Pipeline Observability
An approach that continuously monitors the health, latency, volume, and failure behavior of data pipelines.
Pipeline SLA
A service standard that defines the expected delivery time, success rate, and availability level of a data pipeline.
Point-in-Time Join
An approach for generating training data using only the historical features that would actually have been available at prediction time.
Pushdown Transformation
An approach in which transformations are executed inside the engine or platform where the data already resides rather than in a separate layer.
Raw Zone
The data lake layer where source data is first accepted with minimal alteration.
Real-Time Feature Computation
An approach in which feature values are computed close to prediction time instead of being fully precomputed.
Rerun Strategy
An approach that defines how failed or incomplete data jobs should be rerun and under what safety rules.
Reverse ETL
An integration approach that moves curated data from analytics platforms back into operational systems.
Schema-on-Read
A flexible data-processing approach in which schema is applied when data is read rather than when it is written.
Semantic Layer
A layer that abstracts business metrics, definitions, and query logic consistently above technical data structures.
Semantic Lineage
A lineage approach that shows how data assets are derived and connected not only technically, but also at the business-meaning level.
Similarity Metric
The core retrieval criterion that defines how proximity between vectors is computed.
Slowly Changing Dimension
A warehouse approach that defines how changing dimension attributes should be preserved historically over time.
Source System Replication
An approach in which data from a source system is replicated into another environment for analytical or operational use.
Staging Area
An intermediate preparation layer where source data is temporarily held before final transformation.
Star Schema
A classic analytical warehouse design with a central fact table surrounded by dimension tables.
State Store
A persistent or semi-persistent data structure that stores historical context and intermediate computation state during stream processing.
Stream Join
The operation of joining multiple continuous data streams by key and time logic to create meaningful event context.
Stream Lag
A core stream-health metric that expresses the delay gap between produced events and consumed events.
Stream Processing
A processing approach based on handling continuously arriving data events with low latency.
Stream Windowing
An approach that groups continuous data streams into defined time or event intervals for computation.
Technical Metadata
The technical metadata layer that describes schema, data types, source structures, and storage characteristics of data assets.

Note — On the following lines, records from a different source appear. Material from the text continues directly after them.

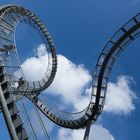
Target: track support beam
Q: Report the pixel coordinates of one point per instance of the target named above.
(7, 116)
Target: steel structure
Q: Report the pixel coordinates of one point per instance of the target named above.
(10, 16)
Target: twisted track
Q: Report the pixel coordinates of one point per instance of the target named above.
(117, 43)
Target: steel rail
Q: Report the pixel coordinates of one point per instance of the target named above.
(26, 16)
(117, 43)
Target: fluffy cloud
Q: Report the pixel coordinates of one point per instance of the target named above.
(120, 97)
(72, 85)
(34, 68)
(70, 82)
(98, 132)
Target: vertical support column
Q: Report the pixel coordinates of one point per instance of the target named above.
(86, 136)
(7, 116)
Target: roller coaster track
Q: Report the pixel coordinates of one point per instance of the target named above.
(10, 16)
(117, 43)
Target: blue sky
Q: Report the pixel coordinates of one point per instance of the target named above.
(80, 29)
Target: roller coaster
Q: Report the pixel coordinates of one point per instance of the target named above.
(10, 16)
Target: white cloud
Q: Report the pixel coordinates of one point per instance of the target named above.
(70, 82)
(34, 68)
(98, 132)
(120, 97)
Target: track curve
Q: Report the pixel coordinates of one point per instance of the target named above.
(117, 43)
(10, 16)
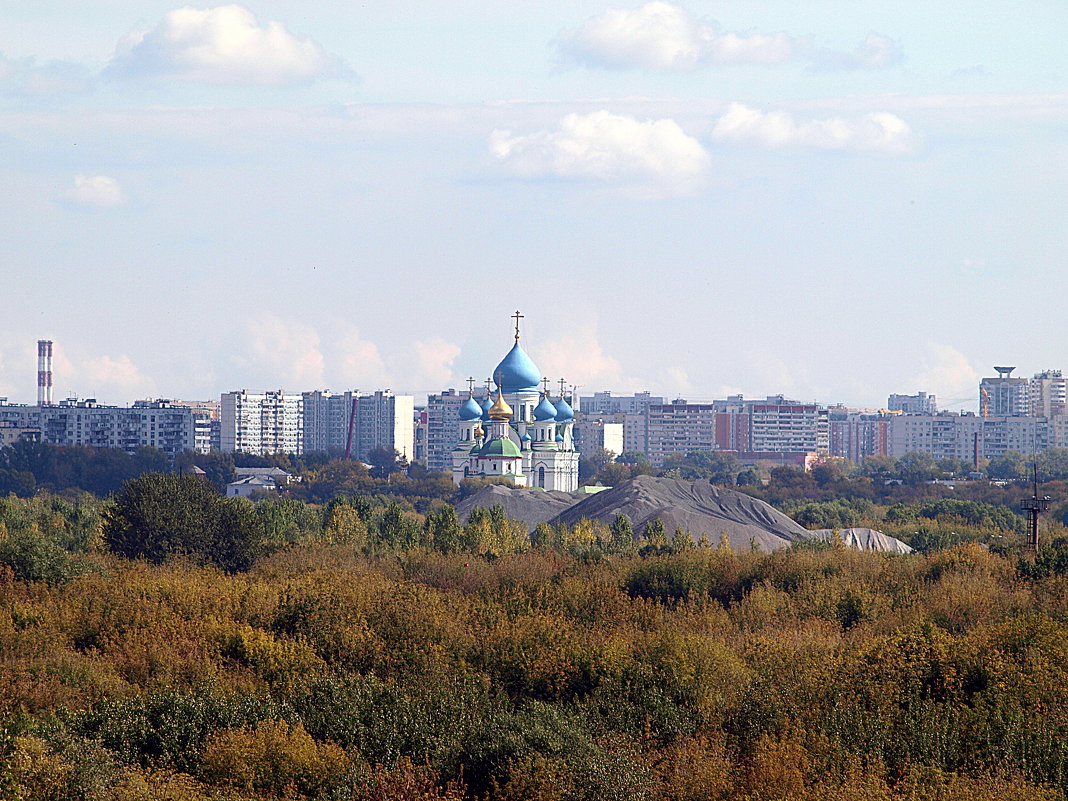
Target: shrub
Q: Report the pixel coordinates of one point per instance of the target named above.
(272, 757)
(160, 515)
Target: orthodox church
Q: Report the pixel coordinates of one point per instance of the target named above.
(523, 435)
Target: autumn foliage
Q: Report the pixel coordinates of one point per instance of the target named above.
(372, 653)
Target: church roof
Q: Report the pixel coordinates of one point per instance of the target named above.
(470, 410)
(517, 372)
(545, 410)
(500, 448)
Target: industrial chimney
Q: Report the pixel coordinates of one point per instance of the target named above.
(44, 372)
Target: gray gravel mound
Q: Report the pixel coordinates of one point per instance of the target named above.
(696, 507)
(862, 539)
(529, 505)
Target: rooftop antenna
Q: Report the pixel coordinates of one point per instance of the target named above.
(1034, 505)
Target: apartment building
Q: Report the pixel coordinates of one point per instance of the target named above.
(84, 422)
(678, 427)
(261, 423)
(919, 404)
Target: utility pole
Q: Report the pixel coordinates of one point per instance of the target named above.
(1034, 506)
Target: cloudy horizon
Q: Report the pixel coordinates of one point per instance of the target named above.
(833, 201)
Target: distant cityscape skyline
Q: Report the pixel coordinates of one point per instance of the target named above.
(953, 404)
(823, 200)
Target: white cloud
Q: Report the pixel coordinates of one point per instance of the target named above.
(27, 78)
(580, 359)
(606, 146)
(880, 131)
(946, 373)
(434, 361)
(664, 36)
(360, 364)
(876, 51)
(108, 378)
(221, 45)
(101, 191)
(281, 354)
(661, 35)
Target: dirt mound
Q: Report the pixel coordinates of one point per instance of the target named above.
(862, 539)
(529, 505)
(696, 507)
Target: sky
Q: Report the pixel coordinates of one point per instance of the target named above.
(833, 200)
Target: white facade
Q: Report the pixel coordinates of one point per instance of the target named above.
(75, 422)
(593, 434)
(951, 436)
(370, 421)
(261, 424)
(522, 436)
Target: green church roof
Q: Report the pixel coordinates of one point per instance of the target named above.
(503, 449)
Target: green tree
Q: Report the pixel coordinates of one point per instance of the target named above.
(1010, 466)
(443, 531)
(916, 467)
(718, 467)
(591, 464)
(1053, 465)
(383, 461)
(159, 515)
(623, 535)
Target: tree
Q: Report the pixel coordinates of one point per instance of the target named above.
(623, 535)
(383, 461)
(443, 530)
(159, 515)
(1010, 466)
(1053, 465)
(592, 462)
(718, 467)
(916, 467)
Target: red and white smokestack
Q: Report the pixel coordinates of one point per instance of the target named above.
(44, 372)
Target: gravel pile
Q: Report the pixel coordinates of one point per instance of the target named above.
(696, 507)
(529, 505)
(862, 539)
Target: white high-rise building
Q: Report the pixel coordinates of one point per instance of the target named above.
(1048, 393)
(260, 424)
(359, 423)
(522, 436)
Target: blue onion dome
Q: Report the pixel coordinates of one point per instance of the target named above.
(545, 410)
(564, 411)
(517, 373)
(470, 410)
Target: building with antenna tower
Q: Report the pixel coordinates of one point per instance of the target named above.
(44, 372)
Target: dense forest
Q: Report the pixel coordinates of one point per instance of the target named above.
(169, 643)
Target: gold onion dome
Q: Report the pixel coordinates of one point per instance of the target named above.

Transformation Audit Chain
A trace structure that stores, in auditable form, in what order, under what logic, and under which version data transformations were applied.
Transformation Layer
A rule-driven processing layer that reshapes raw data for analytical or operational use.
Vector Cache
A performance layer that temporarily stores frequently requested embeddings or retrieval results for faster access.
Vector Database
A storage and retrieval system optimized for high-dimensional embedding data and similarity search.
Vector Normalization
The process of controlling embedding magnitude effects to produce more stable retrieval behavior.
Warehouse Partition Key
The primary partitioning field used to split warehouse tables into logical segments.
Watermarking
A mechanism in stream systems that defines a tolerance boundary for time progression in order to manage late-arriving events.
Workflow Orchestration
An approach for centrally managing multiple data processing steps through dependency, sequencing, and scheduling rules.
Workload Isolation
A warehouse approach in which resources are separated to prevent different query and compute workloads from interfering with one another.